Проскакав разделяющую их дистанцию за считанные секунды, всадник миновал вход в парк, обогнул толпу и, осадив коня, развернулся на полкорпуса. Тело скакуна укрывала защитная попона, морду скрывала маска, а идущие от нее шланги крепились на шее и уходили к фильтрам на груди. Вкупе с защитным костюмом офицера полиции, создавалось впечатление, что пред ними стоит рыцарь из футуристического фильма середины XXI века.

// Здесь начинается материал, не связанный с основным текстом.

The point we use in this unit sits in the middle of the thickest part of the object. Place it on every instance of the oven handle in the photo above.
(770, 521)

Конь нетерпеливо ударил копытом, офицер обвел разношерстную толпу взглядом и представился громким, чётко поставленным голосом:
– Офицер Джек Эдвардс, – толпа напряглась. – Меня интересует лишь информация. Видел кто-либо из вас молодого человека в клетчатой рубашке красного цвета? Пять футов шесть дюймов ростом, кожа смуглая.
Молчание был ему ответом. Офицер перевёл взгляд на стоявшую в стороне от толпы парочку.
– Может быть, вы, сэр?
– Нет, офицер, – устало ответил Джим и сам не заметил, как понуро опустились плечи.
– Этот человек обвиняется в нападении на полицейского, убийстве и грабеже. Смуглый парень, со светлыми волосами, неужели никто не видел?
Большинство идущих прилипло взглядом к дороге и старалось не замечать охранника правопорядка. Каждый из них боялся, что вот-вот появится один из владельцев обнесенных магазинов и обличит их в ранее содеянном.